I have a rather complicated query running on an ASP site that I need to port to Drupal. It uses several calls to First(), an Access-specific function similar to TOP and LIMIT in SQL Server and MySQL. However, my query calls First() on eight columns, as well as Max() on another. In MySQL (which I'm using), LIMIT seems to only apply to the entire result set, not to individual columns (MySQL documentation).

I'm not sure if Drupal's db_query_range() is intended for this sort of purpose, but if it is, I don't see a way to apply the range selection to specific columns.

Here is the SQL as it currently runs in ASP. Is there any way to do this in Drupal?

SELECT First(Table1.Name), First(Data1A), First(Data1B), First(Data1C),  First(Data1D), First(Data1E), First(Data1F),  First(Table2.ID1), Max(Table2.Data2A), Count(*), Count(Data2B), Count(Data2C), Count(Data2D)
FROM (Table1 RIGHT JOIN Table2 ON Table1.ID1 = Table2.ID1)  LEFT JOIN Table3 ON Table2.ID2 = Table3.ID2
WHERE (Data1E IS NULL AND (Data1D IS NULL OR Data1D <> 0))  OR Data1E = "+" OR Data1D = -1  
GROUP BY Table1.ID1
ORDER BY First(Table1.Name)

Field names without a table prefix are unique to one table.

I know it would be good to say what the query is doing. Unfortunately, I wrote it several years ago and didn't document it well. I can tell you that the results of this query are used to control what data are used to generate a set of tables on the website. I need to get a clearer picture of that, but in the meantime, I need to know if I can port that code to a Drupal db function or if I'm going to need to figure out a different way of doing it.

Thanks for your help.

Comments

NewSites’s picture

I figured this out, so I'll share it here in case it's helpful to someone else doing a conversion from ASP. The answer is trivially simple.

What I found is not a general answer on the translation of First(), but is the answer applicable to this particular situation.

Notice three things.
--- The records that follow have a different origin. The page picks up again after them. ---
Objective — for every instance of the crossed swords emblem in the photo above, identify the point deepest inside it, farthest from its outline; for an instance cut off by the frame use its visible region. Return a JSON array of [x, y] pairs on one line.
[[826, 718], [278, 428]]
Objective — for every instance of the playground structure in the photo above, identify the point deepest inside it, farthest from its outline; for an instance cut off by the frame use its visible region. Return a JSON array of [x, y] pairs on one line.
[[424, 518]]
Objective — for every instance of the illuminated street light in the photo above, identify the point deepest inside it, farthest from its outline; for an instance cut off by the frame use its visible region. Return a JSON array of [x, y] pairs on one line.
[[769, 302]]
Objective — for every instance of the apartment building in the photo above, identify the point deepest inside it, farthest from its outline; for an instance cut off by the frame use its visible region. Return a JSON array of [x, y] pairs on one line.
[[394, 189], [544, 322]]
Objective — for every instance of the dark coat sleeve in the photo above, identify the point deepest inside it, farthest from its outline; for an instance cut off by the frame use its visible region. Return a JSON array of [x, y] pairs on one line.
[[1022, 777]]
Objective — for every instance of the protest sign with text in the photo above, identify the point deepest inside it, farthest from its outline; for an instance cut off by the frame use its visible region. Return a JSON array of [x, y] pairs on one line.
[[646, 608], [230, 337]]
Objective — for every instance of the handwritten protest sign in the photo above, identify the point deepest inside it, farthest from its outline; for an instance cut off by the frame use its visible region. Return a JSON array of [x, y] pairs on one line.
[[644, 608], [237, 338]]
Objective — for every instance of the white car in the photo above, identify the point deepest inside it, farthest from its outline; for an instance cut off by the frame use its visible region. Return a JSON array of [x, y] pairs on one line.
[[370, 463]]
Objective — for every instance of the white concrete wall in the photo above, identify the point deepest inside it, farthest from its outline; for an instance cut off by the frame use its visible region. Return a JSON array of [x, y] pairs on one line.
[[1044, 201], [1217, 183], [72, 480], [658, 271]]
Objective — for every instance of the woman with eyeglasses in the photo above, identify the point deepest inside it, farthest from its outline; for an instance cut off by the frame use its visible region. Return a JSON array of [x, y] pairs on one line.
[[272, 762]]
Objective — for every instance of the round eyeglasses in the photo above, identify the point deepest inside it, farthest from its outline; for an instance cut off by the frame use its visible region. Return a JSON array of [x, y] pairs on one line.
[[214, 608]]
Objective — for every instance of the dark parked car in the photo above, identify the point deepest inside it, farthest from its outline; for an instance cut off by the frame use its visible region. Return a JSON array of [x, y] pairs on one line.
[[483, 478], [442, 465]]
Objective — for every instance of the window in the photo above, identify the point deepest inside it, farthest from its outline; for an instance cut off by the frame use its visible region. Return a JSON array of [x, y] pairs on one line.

First, all the fields in the select statement are inside so-called "aggregate" functions, in this case either First(), Max(), or Count(). Second, the record set is a join of three tables. And third, everything is grouped on the ID (primary key) of one of the tables.

There's one other thing you need to know in order to understand what's going on. That is that I developed the SQL code with the query design system in Access, which allows queries to be built easily in a graphical environment and automatically generates their SQL. The resulting SQL needs some clean-up, such as removing excessive brackets, but is always functionally correct.

However, one peculiarity of the design system is that when records are grouped, every field must appear only through an aggregate function. I've always wondered if this is a requirement of SQL or just of the Access design system. Now I have the answer to that.

This situation explains why First() is called so many times. When I built this query, the joins created many records that were duplicates on all the important fields. All I wanted was total counts of the data (and one maximum value) in the joined tables. So I put the fields from the main table in First() because that gave me data from one record of each set of duplicates (the grouping). (This explanation might only makes sense to people who have experienced this peculiar behavior of the Access query design system.)

In MySQL, I first tried using LIMIT, but that reduced the result set to one record, which was definitely not what I need. I need one record for each value of "Table1.ID1".

So the next thing I tired was just to remove the First() from all those fields. And that did it! The results are identical to what I got with those First()s included in Access. Which answered my previous question about whether those First()s are needed by SQL. They aren't. They are a figment of Access's design system.

I ran that first as a test in phpMyAdmin, then I implemented it in db_query() with three placeholders to 0, "+", and -1. And as I said, the results are identical to what is generated on the current site running in ASP with eight calls to First().

So there you have it. In this particular, limited situation, the translation of the Access First() function for use in Drupal is simply to remove it!